ユウタスは一見温和そうなこのドラゴンの腹の中に潜む闇をその薄暗い瞳の鈍い輝きに感じ、静かに恐怖する。対してアレサは少しも臆する事なく、この事件の黒幕に勇気を持って立ち向かった。
「じゃあ、今までこの依頼を受けて行方不明になった冒険者達は?」
「嬢ちゃん、お前さん、中々勘がいいのう……」
ドラゴートは邪悪な笑みを浮かべると、背中の羽を軽く羽ばたかせる。それは老ドラゴンの体を浮かすほどではなかったものの、彼と対峙する2人の人間を吹き飛ばすには十分すぎるものだった。
「くううっ!」
「きゃああっ!」
「冒険者共は全て儂が食ったわ、ガハハ! 大した滋養にはならんかったがのう!」
吹き飛んだ2人を目で追いながら高笑いする老ドラゴン。それはまるで目の前の冒険者2人を品定めするような目つきだった。
まるで、料理人が料理をする前に調理する食材を確かめるような――。
アレサは吹き飛ばされながら上手くバランスを取り直して力技で着地、ユウタスは背中の羽で上手くバランスを取って静かに着地する。
そうして、怒れる天空人は高ぶる感情を闘志に変えた。
「躊躇なく人間を食べる邪悪なドラゴンめ、許さないぞ!」
「ほう、天空人よ、儂を倒すか。威勢がいいな、これなら十分な栄養となろうぞ」
ドラゴートはその邪悪な本性を表し、強者が弱者をいたぶるが如く、その残虐なオーラを開放。まるっきり相手にされていない、自分達を食材にしか見ていない老ドラゴンに対し、ユウタスはありったけの気合いを総動員して立ち向かう。
「お前になんか食われてたまるかよっ!」
「ほう、活きがいいのう。喰えば100年は若返りそうじゃ」
「うらあああ!」
彼は雄叫びを上げながら突進する。十分に練った気を右拳に集め、一気に距離を詰めた。そうして必殺の攻撃の間合いに入ろうとした次の瞬間、ドラゴートの口が大きく開く。
「儂を倒すなら、耐えてみせよ!」
「ぐわあああ……っ」
お約束のようにドラゴンは火炎を吐き出し、まともにそれを浴びたユウタスは秒で火達磨になる。痛みでのたうち回る彼にアレサはすぐに近付き、手慣れた手付きで魔法薬をふりかけた。

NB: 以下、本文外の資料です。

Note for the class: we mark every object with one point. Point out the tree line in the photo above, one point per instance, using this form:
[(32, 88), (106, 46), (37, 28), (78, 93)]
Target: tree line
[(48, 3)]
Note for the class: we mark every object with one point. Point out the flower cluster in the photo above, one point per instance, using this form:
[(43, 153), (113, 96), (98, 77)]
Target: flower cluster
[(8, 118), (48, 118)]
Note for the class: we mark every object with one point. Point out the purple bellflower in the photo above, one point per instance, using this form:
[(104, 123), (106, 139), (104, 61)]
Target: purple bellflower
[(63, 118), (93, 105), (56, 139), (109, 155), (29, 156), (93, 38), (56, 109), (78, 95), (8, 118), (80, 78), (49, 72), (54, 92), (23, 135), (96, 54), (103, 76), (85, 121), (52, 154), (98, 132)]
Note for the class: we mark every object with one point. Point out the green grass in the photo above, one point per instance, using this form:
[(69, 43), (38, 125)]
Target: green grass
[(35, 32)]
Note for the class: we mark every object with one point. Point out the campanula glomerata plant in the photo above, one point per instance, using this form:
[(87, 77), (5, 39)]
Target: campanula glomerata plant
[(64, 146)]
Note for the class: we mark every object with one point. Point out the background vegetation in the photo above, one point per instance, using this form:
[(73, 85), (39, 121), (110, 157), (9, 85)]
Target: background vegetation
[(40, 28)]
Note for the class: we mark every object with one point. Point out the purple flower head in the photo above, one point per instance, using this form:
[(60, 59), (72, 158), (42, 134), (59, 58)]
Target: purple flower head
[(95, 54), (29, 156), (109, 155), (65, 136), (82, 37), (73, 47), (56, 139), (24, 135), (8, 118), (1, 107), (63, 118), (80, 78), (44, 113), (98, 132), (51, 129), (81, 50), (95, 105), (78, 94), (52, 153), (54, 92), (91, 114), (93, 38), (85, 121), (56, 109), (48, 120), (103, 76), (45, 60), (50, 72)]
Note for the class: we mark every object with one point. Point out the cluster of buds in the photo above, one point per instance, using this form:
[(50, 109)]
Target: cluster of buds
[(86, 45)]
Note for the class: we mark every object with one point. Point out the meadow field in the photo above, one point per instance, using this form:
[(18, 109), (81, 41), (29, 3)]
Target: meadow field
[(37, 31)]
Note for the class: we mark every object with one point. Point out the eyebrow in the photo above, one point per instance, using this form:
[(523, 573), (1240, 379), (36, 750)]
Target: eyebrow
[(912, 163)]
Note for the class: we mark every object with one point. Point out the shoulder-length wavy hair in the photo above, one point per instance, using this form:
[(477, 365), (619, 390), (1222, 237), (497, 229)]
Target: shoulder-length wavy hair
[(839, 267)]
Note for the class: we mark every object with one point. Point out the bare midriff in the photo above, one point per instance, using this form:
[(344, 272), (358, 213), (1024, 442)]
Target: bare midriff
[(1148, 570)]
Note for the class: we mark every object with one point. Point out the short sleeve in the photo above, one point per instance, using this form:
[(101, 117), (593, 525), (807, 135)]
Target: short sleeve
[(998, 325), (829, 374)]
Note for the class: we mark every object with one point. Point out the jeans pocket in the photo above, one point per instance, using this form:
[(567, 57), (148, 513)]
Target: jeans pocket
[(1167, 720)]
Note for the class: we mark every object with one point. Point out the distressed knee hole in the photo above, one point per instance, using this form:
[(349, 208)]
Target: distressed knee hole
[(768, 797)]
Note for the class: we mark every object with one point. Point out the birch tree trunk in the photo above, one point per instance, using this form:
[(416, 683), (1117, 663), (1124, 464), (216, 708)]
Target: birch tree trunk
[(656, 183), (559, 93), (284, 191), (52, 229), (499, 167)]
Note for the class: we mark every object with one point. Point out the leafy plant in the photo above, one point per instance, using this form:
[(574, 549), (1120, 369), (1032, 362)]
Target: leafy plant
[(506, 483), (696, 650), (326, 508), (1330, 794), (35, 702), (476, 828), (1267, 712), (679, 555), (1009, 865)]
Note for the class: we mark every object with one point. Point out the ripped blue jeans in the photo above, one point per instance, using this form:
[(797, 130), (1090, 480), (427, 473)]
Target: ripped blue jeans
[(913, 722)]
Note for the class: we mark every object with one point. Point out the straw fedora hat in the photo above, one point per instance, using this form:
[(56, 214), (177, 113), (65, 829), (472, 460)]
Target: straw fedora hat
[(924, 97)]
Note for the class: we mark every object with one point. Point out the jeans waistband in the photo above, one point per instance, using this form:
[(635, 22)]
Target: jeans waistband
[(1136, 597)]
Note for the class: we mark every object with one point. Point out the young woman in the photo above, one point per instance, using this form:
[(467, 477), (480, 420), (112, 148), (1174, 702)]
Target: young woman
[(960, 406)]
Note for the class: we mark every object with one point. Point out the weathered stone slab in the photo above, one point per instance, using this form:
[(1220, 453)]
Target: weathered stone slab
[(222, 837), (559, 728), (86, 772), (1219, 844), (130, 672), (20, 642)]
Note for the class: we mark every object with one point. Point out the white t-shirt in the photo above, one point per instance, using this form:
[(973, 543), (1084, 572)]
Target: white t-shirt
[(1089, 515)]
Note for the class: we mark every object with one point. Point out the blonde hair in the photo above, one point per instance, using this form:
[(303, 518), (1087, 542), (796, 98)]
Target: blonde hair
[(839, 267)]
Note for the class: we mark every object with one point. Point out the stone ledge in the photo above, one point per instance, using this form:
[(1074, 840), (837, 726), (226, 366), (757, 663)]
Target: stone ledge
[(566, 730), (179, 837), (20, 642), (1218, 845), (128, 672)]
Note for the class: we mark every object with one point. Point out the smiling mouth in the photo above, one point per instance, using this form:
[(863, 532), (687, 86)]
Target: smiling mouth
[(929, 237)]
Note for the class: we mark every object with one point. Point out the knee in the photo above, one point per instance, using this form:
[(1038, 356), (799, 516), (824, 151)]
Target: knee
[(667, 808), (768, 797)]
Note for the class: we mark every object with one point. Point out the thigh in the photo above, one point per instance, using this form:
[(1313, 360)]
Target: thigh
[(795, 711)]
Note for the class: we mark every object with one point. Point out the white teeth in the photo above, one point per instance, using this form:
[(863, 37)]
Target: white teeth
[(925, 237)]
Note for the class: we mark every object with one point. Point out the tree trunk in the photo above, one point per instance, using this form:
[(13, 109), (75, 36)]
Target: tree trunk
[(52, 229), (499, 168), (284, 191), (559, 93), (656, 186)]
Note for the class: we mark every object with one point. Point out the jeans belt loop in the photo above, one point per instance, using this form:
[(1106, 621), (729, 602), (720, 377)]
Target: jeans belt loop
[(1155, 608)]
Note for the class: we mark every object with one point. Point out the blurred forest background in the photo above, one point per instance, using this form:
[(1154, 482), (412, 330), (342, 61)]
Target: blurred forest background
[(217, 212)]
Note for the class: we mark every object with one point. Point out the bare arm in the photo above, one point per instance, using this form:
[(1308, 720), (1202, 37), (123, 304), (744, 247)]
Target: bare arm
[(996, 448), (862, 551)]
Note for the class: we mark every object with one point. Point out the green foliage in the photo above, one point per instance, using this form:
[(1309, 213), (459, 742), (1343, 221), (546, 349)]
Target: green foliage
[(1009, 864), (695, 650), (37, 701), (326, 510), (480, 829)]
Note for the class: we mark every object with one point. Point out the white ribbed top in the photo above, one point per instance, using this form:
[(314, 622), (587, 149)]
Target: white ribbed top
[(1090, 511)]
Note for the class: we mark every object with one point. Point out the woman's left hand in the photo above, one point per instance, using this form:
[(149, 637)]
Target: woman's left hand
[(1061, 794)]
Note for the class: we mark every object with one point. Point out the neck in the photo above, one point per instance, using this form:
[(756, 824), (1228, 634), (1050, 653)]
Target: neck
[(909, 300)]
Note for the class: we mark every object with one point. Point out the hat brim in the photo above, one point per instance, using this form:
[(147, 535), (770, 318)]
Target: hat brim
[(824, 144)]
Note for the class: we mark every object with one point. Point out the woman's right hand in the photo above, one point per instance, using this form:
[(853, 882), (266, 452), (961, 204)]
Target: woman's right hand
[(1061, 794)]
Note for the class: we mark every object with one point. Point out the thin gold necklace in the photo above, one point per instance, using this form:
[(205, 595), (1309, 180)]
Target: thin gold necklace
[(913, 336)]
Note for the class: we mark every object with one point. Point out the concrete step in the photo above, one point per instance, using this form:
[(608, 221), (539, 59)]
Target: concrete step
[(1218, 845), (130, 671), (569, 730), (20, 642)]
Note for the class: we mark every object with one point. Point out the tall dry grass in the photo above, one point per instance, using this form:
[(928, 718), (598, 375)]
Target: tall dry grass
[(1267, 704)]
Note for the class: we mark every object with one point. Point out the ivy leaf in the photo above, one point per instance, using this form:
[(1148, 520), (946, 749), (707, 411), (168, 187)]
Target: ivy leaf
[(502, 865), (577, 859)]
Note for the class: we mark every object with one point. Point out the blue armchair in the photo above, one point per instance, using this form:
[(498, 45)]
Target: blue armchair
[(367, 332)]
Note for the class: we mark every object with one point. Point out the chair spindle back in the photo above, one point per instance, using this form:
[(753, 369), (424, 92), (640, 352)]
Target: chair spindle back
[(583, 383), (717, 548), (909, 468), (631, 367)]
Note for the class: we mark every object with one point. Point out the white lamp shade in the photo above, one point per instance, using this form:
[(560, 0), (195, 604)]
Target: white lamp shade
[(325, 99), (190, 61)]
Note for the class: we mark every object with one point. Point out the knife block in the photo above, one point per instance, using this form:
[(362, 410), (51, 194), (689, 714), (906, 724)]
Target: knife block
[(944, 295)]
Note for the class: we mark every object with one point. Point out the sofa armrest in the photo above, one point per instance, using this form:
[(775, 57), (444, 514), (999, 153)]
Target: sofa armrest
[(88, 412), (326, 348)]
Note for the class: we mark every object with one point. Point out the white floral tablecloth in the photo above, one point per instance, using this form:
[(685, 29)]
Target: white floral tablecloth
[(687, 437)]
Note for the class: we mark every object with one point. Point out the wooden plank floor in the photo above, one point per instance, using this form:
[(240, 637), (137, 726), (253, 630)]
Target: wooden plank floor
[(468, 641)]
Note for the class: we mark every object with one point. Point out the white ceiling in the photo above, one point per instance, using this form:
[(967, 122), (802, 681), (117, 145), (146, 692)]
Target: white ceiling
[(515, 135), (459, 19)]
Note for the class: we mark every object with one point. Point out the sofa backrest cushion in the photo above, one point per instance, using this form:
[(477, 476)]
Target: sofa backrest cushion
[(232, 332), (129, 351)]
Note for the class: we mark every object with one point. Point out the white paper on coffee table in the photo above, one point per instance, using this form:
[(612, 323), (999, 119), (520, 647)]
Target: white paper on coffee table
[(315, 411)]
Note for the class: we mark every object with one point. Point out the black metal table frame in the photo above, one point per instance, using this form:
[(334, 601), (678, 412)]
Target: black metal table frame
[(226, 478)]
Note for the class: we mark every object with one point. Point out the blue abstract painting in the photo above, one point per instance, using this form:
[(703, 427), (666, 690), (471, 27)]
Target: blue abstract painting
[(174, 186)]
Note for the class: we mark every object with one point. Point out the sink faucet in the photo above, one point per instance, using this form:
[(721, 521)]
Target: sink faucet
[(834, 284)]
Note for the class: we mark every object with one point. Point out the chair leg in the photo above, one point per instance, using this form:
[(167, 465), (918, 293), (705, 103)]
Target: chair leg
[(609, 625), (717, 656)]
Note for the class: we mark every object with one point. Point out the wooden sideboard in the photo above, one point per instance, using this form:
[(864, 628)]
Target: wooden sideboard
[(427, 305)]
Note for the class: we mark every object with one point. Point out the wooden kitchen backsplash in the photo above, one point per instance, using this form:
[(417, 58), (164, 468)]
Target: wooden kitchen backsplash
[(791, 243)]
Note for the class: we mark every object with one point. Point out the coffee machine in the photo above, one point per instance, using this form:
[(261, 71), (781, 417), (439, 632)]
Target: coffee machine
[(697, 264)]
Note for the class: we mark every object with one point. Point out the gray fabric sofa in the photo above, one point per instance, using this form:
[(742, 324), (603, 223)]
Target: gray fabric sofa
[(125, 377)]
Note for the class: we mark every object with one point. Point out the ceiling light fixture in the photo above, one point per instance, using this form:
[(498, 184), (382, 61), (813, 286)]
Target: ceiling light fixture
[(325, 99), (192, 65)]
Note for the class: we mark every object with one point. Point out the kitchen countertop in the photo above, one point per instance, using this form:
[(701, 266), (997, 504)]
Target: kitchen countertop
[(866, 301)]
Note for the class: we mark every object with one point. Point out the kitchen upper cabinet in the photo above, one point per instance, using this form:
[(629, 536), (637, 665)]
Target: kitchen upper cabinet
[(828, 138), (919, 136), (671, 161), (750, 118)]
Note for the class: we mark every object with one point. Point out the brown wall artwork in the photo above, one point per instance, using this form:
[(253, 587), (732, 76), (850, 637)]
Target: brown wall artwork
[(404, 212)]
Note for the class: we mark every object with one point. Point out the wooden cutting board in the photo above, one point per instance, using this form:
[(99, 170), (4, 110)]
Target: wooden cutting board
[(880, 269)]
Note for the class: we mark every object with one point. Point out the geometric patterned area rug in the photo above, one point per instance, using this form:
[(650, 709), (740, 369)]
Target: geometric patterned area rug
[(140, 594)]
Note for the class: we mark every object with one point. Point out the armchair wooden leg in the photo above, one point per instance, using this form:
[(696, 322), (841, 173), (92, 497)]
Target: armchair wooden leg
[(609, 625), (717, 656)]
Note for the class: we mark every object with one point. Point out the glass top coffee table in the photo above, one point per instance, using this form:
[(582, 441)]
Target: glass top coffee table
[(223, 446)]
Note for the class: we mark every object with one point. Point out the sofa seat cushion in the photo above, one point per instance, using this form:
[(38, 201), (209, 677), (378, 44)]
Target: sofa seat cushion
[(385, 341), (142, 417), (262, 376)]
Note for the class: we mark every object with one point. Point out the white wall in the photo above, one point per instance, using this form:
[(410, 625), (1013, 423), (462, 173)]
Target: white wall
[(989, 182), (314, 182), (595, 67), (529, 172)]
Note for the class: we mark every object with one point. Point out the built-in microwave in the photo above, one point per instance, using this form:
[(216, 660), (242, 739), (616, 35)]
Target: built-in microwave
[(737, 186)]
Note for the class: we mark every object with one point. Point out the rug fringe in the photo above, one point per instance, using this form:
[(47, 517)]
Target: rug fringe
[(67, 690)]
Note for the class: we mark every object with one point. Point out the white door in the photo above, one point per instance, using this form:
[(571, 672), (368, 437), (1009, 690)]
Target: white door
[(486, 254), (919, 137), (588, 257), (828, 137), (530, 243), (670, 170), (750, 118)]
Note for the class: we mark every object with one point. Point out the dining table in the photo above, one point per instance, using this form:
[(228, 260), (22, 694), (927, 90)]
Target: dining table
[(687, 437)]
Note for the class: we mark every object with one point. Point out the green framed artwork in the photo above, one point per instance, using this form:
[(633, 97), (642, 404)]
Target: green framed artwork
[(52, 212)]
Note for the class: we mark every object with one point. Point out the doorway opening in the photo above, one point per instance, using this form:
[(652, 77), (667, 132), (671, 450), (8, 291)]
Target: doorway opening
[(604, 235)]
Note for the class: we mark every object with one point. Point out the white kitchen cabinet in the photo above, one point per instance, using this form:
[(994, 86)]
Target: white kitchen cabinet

処置が素早かったのもあって、ユウタスの傷はみるみる治癒していく。
「しっかりしろ! お前が無闇に突っ込んでどうするんだよ!」
「ごめん。でもあいつの強さは計り知れない。やっぱり2人じゃまずいよ。勝ち目なんて……」
ドラゴートの攻撃を受けて一気に弱気になるユウタスを見て、アレサは強めに彼の肩をバァンと叩く。それから人差し指を立ててニヤリと笑った。
「依頼を受けた時にこれくらいの事態は想定済みだ。俺にとっておきの秘策がある!」
「マジかよ……」
ユウタスはアレサの言葉がただの強がりにしか聞こえなかった。Cランク任務だったのだから、そのランクに合わせた準備しかしていないと彼は思い込んでいたのだ。